Luxembourg's 2025 harvest has bounced back with higher yields and good quality, but farmers warn that rock-bottom prices mean many are still struggling to cover rising costs.
After a disappointing harvest in 2024, Luxembourg's farmers are reporting better yields this year, with the agricultural cooperative Verband estimating an increase of 10 to 20 percent. The Verband states that wheat production is expected at six to eight tonnes per hectare compared with last year's poor results, and the quality of bread wheat has generally been good.
But farmers remain concerned: grain prices are hovering around €14 per 100 kilos, a level not seen since the 1980s, while production costs have tripled over the last four decades, meaning many are selling at a loss, explained Serge Turmes, Director-General of the Verband.
Turmes added that the real problem this year is price: farmers are being paid the same as in the 1980s, even though costs for machinery, inputs, and labour have risen two- to threefold.
He also warned about the growing issue of ergot, a fungal contamination triggered by stress during flowering, whether from drought, excess rain, heat or cold. Climate extremes, he said, are making this problem increasingly common, and international standards on acceptable levels of ergot are stricter than before, so Luxembourg producers must sort their grain carefully to comply.
The global market is behind the price slump, Turmes continued, with bumper harvests worldwide leaving supply far higher than demand. The only exception is rapeseed, where prices have held up, he said. Turmes concluded that it is still too early to say whether Luxembourg's government will step in with financial support, the sector will wait for the official harvest talks with Agriculture Minister Martine Hansen on 5 September.
On his farm near Gostingen, farmer Romain Weyrich described the impact: at present he is receiving just €14.50 per 100 kilos of wheat, which he said is nowhere near enough to cover costs. His options, he explained, are limited: either to feed the grain to his own livestock or store it in the hope that prices rise, though he does not expect any improvement in the coming months.

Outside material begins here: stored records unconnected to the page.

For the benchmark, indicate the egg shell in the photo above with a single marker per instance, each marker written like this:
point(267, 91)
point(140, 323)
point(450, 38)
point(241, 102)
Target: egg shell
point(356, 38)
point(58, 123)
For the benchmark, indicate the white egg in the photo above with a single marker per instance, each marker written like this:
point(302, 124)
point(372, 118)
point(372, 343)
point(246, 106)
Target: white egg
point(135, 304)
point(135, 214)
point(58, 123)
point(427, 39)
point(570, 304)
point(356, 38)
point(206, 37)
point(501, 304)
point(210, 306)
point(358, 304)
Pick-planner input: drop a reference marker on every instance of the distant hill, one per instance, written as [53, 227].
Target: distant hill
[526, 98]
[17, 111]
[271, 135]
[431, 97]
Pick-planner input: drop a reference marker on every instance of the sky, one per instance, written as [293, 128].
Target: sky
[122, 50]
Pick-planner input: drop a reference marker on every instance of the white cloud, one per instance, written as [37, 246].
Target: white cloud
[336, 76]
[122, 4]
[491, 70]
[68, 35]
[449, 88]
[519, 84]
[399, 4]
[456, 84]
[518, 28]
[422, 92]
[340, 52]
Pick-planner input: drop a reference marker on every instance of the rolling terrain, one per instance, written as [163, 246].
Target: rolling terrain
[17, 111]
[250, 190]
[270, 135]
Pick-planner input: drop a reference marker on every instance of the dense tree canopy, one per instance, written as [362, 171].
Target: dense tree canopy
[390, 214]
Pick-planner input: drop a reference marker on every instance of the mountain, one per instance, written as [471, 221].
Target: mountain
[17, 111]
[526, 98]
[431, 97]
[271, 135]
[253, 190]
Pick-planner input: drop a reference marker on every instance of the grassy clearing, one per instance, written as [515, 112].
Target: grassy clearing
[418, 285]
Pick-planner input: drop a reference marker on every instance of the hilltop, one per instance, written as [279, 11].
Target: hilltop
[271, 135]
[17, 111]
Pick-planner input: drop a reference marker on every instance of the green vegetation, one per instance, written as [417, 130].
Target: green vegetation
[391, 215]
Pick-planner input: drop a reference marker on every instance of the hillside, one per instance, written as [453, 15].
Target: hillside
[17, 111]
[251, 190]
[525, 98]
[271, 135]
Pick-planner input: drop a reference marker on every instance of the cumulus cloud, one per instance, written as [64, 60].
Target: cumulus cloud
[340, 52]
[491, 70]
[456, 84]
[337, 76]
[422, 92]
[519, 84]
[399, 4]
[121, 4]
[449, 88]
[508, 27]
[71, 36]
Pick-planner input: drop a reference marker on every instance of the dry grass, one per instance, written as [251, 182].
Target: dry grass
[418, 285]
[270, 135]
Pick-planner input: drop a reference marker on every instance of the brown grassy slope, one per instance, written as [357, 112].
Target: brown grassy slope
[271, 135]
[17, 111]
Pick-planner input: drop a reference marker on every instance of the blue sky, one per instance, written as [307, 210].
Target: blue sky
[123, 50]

To survive, Weyrich said, farms need to diversify. He explained that, alongside cereals and dairy, he has invested in vineyards, producing both table grapes and wine. Here, the picture is brighter: both yield and quality look promising this year, with harvest likely to begin around 8 September, about a week earlier than usual, Weyrich said. He hopes for a little more rain in the coming days to give the grapes extra aroma, though he noted that even in viticulture prices are low and are barely covering costs, partly because wine consumption has fallen.